Our spiny quirky friends are specialists in existing on the fringes. They make their way round the edges of things – woodlands, fields, gardens. They travel by night in hedgerows and rough grassland. During the day, they construct nests by swirling piles of leaves and twigs round themselves. Hedgehogs have neither a fight or flight response: they just curl up into a ball. The only predator brave enough (or hungry enough) to take on 16,000 spines is the badger. [Unfortunately, curling up into a ball isn’t helpful when the predator is a car]

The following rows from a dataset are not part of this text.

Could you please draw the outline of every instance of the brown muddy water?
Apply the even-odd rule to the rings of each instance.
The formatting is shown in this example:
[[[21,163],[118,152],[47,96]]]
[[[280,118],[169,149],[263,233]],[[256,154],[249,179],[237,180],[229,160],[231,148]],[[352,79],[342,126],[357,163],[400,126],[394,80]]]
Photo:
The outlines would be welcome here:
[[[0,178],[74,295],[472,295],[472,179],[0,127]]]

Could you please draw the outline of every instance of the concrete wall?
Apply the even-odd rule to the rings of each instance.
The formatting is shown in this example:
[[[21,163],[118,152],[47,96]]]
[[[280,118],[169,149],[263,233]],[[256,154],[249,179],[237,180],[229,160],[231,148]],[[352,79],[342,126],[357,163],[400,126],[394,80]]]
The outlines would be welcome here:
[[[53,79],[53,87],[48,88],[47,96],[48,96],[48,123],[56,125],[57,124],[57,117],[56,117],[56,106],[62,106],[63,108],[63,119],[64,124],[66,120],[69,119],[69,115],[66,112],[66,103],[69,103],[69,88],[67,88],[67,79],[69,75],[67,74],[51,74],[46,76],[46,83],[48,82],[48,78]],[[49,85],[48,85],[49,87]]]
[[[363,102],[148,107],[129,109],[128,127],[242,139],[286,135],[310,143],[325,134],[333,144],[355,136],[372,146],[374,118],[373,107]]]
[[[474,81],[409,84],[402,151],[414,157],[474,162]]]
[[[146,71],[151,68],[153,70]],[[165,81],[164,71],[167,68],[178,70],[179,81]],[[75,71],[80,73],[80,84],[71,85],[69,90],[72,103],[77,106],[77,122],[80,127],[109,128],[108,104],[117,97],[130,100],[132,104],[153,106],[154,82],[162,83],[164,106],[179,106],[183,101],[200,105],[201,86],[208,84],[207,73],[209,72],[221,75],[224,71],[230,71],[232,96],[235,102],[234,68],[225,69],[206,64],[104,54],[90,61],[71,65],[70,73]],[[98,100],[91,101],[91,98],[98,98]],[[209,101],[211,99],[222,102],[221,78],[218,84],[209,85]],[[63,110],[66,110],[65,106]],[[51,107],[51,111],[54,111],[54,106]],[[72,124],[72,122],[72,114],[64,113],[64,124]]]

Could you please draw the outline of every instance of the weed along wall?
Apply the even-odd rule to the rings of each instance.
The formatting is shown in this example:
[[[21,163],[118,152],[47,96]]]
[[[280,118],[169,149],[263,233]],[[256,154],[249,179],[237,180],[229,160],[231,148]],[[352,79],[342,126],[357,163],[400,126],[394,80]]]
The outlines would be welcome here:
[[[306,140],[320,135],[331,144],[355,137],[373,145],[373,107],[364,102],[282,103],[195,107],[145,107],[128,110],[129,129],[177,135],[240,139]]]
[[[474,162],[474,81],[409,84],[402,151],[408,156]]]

These off-the-wall hedgehog behaviours explain some of the reasons why their populations are declining so drastically in the UK. Larger field sizes, unfriendly fencing, roads, and less hedgerows have broken up their corridors of travel. The use of pesticides is reducing their food sources [a German study has claimed that there has been a 75% reduction in biomass of all invertebrates]. The big changes will come from countryside management, but as gardeners we can help a little by leaving some nice leaf piles and creating little hedgehog-sized tunnels in our fences.
Piles of dead leaves provide essential shelter and food for toads and insect as well as hedgehogs. The leaves also release their nutrients into the soil as they decay, so it’s a win-win for gardeners.

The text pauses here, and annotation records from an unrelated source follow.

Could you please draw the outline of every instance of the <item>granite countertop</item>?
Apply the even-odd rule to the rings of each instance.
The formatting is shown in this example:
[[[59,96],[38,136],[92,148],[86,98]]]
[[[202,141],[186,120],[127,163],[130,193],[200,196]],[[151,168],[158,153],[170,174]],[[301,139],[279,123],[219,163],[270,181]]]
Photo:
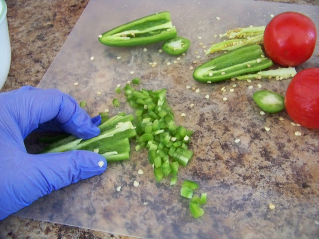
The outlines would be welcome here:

So is hibernating actually a delightful snooze?
In order to hibernate, I’d have to find a safe spot to make my winter bed. Hedgehogs favour leaf piles, stacks of logs and the dark crevices under garden sheds. I’d prefer my memory-foam mattress, most probably. And a duvet.
I’d then have to enter a state of inactivity in which my heart-rate and breathing were slowed and my body temperature and metabolism dropped. Hedgehogs reduce their heart rate from the usual 190 beats per minute to just 20. The dormouse, another hibernation advocate, drops her body temperature to just a few degrees above freezing. [Dormice eat so much during the summer to prepare that they reach twice their usual body size!]

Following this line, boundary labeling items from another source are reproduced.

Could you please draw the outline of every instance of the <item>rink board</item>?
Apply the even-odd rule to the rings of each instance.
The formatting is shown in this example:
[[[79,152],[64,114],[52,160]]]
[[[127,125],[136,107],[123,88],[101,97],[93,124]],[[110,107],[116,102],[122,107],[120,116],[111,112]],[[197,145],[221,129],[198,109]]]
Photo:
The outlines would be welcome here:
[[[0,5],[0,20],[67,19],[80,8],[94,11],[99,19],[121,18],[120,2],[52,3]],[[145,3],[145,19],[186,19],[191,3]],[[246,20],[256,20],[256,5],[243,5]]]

Once the hedgehog goes in to hibernation – any time between October and April – it doesn’t mean it can stay there all winter. It might have to wake up to find food or go to the loo. Their bodies will also wake them automatically if it gets too cold and there is a risk that the hog might freeze. Being woken up because you might be about to freeze sounds very grim. As does having to wake up to go to the loo when it’s the middle of winter and you’ve been asleep for weeks. Learning this has put me off the idea of hibernation a little.
In conclusion, I don’t think I’ll try hibernating this year
Apart from anything else, I wouldn’t want to miss Christmas. I bet if hedgehogs had tasted mulled wine and mince pies, they’d think twice about hibernating too.